The build I played did not, alas, involve a stretchy fox

Seasons After Fall is puzzle platformer game where you play as a little fox. No, not that one – you’re thinking of Never Alone. That was an Arctic fox. This is a regular fox. Well, a regular possessed fox who can change the seasons at will.

That’s the game’s main conceit. The seasons have gone haywire and you, a spirit, must get them back in line by awakening ancient guardians.* In order to do so you need a helpful corporeal form so you take over the body of a fox and thus spend the game bounding about and generally pulling the year’s natural cycle hither and yon.

If you’ve played a platformer you’ll be familiar with a lot of what the game contains – or at least what the build created six months into Seasons After Fall’s creation contains. There are jumping puzzles featuring plants which unfurl as you sit on them. There are plants which form bouncy pads. Other flora creates a permanent bond when it touches another plant of the same type and thus you get bridges…

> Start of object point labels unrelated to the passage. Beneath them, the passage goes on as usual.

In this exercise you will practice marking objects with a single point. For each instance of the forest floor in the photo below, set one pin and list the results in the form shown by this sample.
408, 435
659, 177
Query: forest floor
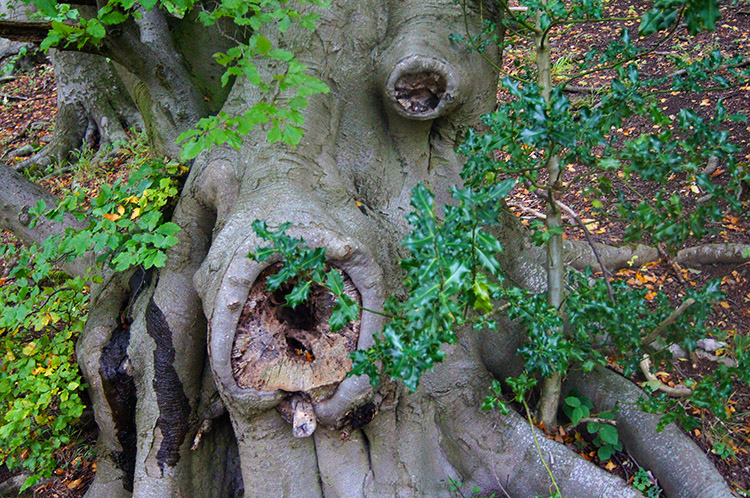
28, 107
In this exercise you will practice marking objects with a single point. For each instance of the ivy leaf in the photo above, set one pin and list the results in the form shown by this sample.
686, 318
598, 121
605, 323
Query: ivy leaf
608, 434
299, 293
344, 311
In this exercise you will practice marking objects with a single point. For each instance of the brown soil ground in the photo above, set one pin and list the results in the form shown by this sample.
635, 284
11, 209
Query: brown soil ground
28, 107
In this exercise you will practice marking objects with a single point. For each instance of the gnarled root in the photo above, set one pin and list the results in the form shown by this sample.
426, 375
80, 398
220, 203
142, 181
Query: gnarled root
682, 469
93, 108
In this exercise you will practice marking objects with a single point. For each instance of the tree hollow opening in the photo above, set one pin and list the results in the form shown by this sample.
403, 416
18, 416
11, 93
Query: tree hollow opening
419, 93
292, 349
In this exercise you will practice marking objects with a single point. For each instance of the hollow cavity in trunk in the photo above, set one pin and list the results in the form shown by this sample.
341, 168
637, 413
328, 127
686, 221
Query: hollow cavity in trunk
292, 349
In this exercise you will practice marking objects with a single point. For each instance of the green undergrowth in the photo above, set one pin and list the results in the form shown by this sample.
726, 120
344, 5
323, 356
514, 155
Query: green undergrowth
44, 310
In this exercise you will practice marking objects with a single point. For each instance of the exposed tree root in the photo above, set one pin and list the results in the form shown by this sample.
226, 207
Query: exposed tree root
93, 108
682, 469
580, 255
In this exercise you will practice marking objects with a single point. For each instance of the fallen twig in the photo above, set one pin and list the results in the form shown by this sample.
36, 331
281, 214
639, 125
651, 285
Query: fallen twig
607, 274
672, 263
676, 392
654, 334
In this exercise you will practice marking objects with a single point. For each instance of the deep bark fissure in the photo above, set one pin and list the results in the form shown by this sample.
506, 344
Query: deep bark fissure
119, 391
174, 407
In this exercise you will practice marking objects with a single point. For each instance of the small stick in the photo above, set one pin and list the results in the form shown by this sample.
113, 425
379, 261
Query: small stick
607, 274
675, 392
675, 267
654, 334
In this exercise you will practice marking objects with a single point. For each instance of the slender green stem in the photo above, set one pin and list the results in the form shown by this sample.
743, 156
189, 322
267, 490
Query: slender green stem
470, 39
539, 449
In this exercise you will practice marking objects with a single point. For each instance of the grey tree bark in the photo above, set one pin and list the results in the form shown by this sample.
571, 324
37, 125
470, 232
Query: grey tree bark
173, 416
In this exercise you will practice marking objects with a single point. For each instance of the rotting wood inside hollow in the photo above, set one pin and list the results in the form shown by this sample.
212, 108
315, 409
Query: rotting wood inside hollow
292, 349
418, 93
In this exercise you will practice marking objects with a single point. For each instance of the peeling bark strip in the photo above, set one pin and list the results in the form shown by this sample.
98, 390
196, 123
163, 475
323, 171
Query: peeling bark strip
118, 383
174, 407
119, 390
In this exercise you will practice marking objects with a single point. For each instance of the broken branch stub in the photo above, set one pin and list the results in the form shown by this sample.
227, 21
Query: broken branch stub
277, 347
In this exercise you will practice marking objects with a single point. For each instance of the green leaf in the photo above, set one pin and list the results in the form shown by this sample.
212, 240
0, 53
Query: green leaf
262, 45
148, 4
191, 149
572, 401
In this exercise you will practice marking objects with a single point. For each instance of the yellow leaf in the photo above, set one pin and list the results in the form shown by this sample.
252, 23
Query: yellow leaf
29, 349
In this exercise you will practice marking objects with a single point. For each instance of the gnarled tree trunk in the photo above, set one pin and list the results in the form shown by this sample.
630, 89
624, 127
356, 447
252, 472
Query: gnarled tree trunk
213, 389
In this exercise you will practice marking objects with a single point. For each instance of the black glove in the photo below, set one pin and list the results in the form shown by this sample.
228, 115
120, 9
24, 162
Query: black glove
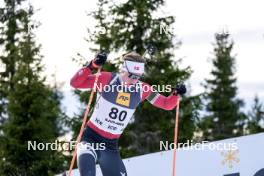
180, 89
100, 58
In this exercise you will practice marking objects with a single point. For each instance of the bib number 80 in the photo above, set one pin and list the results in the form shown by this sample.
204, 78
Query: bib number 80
114, 114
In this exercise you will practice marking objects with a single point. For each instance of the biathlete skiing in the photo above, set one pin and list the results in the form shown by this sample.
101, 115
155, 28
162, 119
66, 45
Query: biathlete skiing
113, 110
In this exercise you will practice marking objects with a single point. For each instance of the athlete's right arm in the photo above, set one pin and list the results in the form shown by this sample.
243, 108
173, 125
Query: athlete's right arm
85, 79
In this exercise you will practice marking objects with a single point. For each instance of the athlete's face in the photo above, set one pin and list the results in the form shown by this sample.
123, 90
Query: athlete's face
130, 80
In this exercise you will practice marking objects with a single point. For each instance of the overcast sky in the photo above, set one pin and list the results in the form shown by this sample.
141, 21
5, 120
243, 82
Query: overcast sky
64, 25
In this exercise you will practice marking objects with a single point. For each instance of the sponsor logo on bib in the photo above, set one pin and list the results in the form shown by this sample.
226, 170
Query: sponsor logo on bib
123, 99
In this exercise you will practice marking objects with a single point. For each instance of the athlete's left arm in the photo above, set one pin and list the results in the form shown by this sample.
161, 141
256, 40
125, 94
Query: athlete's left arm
158, 100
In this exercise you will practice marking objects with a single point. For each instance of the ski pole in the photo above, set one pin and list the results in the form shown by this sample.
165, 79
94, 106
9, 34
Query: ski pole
84, 120
175, 138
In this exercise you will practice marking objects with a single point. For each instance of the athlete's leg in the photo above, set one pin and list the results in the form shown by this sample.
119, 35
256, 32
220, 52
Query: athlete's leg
111, 163
86, 159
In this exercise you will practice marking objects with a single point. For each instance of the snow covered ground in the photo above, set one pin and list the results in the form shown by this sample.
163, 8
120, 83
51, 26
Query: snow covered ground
246, 159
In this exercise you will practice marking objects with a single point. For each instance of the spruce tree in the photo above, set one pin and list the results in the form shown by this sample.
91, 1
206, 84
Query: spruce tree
224, 118
10, 28
255, 120
33, 108
131, 26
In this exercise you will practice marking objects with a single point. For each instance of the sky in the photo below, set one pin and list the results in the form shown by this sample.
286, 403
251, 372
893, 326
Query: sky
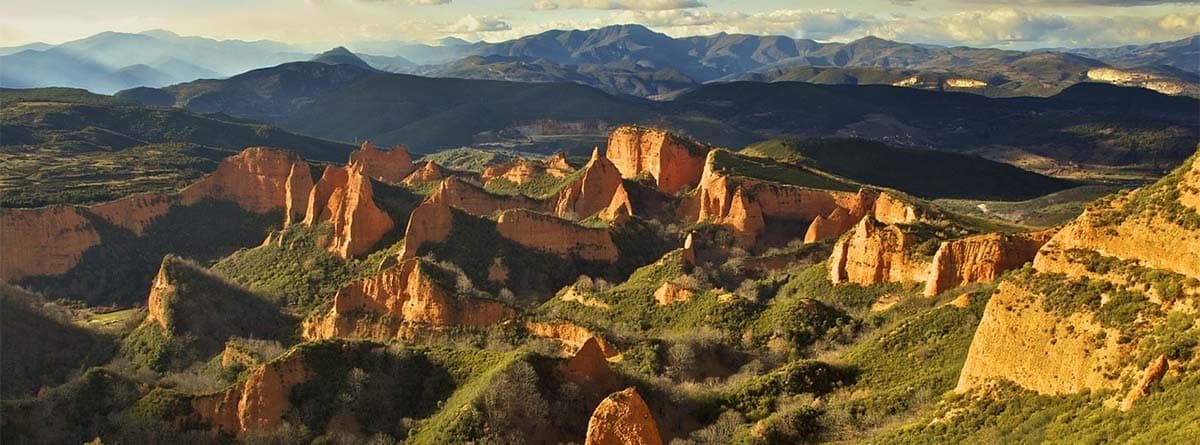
316, 24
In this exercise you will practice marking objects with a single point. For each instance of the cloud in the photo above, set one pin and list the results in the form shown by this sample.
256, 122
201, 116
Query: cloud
474, 24
543, 5
616, 5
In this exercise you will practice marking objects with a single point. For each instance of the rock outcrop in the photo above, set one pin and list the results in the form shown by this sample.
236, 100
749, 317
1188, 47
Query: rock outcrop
671, 293
623, 419
589, 368
257, 179
675, 162
1045, 330
259, 402
391, 166
874, 252
429, 223
343, 198
397, 301
43, 241
135, 212
556, 235
599, 188
739, 203
429, 172
982, 258
573, 336
1153, 373
475, 200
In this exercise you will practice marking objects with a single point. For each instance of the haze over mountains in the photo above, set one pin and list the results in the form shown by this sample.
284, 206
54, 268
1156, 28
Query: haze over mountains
619, 59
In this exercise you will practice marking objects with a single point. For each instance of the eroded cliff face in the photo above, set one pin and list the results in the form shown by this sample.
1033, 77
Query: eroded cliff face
874, 252
982, 258
135, 212
589, 368
257, 179
400, 301
1054, 329
43, 241
623, 419
738, 203
556, 235
600, 188
675, 162
429, 172
343, 198
389, 166
259, 402
573, 336
429, 223
475, 200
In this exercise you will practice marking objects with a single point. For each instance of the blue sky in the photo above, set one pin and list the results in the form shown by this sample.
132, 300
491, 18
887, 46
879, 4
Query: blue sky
316, 24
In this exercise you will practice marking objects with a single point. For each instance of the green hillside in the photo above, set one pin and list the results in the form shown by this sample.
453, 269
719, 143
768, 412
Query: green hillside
923, 173
71, 146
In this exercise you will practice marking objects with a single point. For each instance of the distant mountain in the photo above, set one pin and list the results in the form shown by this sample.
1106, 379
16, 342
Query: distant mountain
349, 103
121, 146
635, 80
112, 61
340, 55
1181, 54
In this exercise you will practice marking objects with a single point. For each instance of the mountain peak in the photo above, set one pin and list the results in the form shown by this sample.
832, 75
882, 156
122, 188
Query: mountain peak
341, 55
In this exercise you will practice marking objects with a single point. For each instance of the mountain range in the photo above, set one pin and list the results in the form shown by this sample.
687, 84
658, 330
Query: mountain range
1086, 124
619, 59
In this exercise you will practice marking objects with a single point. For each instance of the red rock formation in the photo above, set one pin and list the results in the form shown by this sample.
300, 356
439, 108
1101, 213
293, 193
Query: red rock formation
429, 223
874, 253
589, 368
457, 193
43, 241
409, 296
135, 212
389, 166
556, 235
982, 258
595, 191
1021, 340
349, 208
1153, 373
519, 170
673, 162
429, 172
156, 304
573, 336
623, 419
257, 179
259, 402
671, 293
558, 162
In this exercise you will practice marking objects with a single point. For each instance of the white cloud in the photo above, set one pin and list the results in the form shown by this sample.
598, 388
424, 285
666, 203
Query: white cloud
543, 5
474, 24
616, 5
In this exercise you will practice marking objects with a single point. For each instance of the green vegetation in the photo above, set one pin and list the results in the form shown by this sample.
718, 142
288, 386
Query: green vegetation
199, 312
1050, 210
70, 146
1012, 414
541, 186
924, 173
120, 268
733, 164
42, 347
1161, 199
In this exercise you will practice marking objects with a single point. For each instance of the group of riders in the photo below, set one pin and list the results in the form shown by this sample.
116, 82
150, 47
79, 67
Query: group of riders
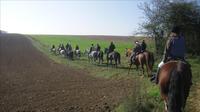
174, 49
174, 52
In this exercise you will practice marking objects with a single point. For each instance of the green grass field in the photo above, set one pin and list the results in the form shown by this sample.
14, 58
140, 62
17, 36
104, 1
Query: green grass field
145, 98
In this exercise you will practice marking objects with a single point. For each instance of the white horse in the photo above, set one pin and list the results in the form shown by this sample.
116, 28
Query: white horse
92, 56
78, 53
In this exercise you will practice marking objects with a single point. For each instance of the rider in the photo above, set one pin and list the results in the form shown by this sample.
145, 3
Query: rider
92, 48
98, 48
53, 46
143, 46
69, 47
62, 47
77, 47
111, 48
136, 50
174, 50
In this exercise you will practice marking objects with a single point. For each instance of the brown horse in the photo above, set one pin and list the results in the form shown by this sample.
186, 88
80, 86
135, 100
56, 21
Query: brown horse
175, 80
146, 58
128, 52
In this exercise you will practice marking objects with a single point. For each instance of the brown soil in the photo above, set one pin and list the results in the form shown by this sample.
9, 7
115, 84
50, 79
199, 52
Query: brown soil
193, 103
30, 82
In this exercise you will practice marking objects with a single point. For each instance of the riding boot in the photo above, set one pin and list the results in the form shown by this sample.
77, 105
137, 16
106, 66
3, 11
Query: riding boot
155, 77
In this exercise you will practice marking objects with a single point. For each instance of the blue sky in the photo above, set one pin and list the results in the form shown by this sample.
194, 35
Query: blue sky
71, 17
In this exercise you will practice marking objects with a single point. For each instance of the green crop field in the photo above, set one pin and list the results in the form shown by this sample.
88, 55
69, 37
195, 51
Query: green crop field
145, 97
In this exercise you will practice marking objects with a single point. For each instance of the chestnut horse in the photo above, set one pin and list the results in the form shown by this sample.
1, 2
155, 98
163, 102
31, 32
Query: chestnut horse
128, 52
175, 80
145, 58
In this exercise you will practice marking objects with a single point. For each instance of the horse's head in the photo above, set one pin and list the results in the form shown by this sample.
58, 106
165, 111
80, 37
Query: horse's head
175, 81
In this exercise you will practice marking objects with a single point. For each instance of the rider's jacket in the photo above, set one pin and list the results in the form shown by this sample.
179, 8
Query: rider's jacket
111, 48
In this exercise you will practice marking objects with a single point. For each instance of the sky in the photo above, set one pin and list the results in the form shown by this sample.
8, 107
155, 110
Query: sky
120, 17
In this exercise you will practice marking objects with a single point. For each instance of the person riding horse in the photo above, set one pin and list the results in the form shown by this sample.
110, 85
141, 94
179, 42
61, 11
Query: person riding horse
143, 46
77, 47
62, 47
136, 50
111, 48
174, 50
92, 48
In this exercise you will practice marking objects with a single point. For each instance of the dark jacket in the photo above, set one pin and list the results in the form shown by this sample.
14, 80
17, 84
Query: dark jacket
143, 46
137, 49
111, 48
98, 48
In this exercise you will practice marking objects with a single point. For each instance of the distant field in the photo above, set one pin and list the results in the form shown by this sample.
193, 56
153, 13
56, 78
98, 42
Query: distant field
85, 42
145, 98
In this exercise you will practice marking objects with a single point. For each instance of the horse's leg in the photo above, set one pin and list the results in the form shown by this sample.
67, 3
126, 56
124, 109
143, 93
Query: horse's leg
130, 67
166, 108
143, 69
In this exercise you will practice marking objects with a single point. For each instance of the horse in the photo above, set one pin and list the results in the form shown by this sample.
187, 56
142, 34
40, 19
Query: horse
53, 50
69, 54
77, 53
175, 80
146, 58
128, 52
100, 56
92, 56
113, 56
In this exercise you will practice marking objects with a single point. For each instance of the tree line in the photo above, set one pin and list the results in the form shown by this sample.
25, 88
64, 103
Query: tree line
162, 15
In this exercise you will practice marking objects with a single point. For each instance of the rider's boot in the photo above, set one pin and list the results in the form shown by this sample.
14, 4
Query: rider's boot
155, 77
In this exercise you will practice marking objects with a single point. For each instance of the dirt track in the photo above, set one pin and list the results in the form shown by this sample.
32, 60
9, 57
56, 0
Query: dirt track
30, 82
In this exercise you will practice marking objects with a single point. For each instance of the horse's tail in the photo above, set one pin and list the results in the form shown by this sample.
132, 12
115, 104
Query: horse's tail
119, 58
179, 86
174, 96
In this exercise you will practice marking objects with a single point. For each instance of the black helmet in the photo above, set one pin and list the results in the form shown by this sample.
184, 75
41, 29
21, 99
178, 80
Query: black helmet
176, 29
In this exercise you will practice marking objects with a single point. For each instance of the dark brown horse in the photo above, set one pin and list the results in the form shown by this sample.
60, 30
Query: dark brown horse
175, 80
146, 58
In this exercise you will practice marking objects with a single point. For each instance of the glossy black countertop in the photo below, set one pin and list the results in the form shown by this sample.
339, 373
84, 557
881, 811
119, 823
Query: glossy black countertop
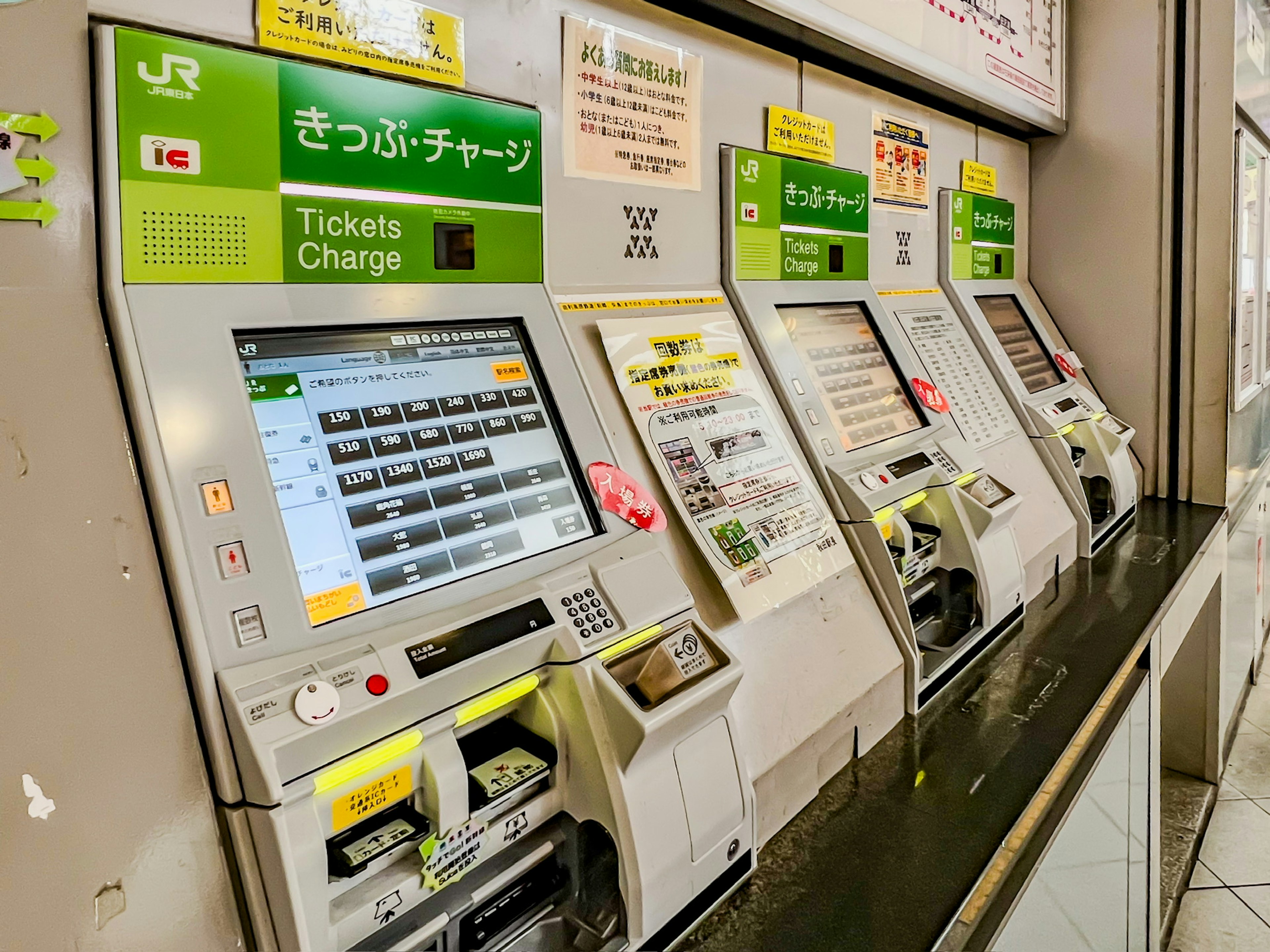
889, 850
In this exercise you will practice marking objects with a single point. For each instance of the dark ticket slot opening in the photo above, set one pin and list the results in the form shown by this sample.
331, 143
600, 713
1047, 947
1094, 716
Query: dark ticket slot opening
835, 259
454, 247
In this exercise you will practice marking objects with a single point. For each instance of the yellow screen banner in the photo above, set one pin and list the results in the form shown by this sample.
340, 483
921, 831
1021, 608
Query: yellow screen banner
792, 133
389, 36
981, 179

In the section I played you had to get some kind of glowing blue energy to pulse through three branches connected to one of those sleepy guardians in order to wake it. It was tricky, but only in so much as this was an early build and so the puzzle had a fair few rough edges and the controls felt slightly clunky. Speaking to the developers (Swing Swing Submarine) this is not a game with aspirations of fiendish difficulty. “We want game to feel generous,” was their explanation when I asked. “We don’t want the platforming to be a challenge.” So perhaps more a game you would play with a younger relative, using the hub-type structure to return to older levels with new skills.

The interest for me lies simply in the fact that one of my favourite levels of Banjo Kazooie when I was a kid was Click Clock Wood. It’s the one where the same level altered depending on which seasonal door you used to enter it – crops flourished in summer or died off in winter, water dried up or froze solid, the music switched from rich thick sound to a staccato thinness. I’m curious to see how Swing Swing Submarine’s project develops a similar idea.

*Sidenote: why are ancient guardians always in need of awakening? Shouldn’t that be something they screen for at Ancient Guardian recruitment days? Or maybe don’t pick the ones who have a dozen LinkedIn endorsements for “napping”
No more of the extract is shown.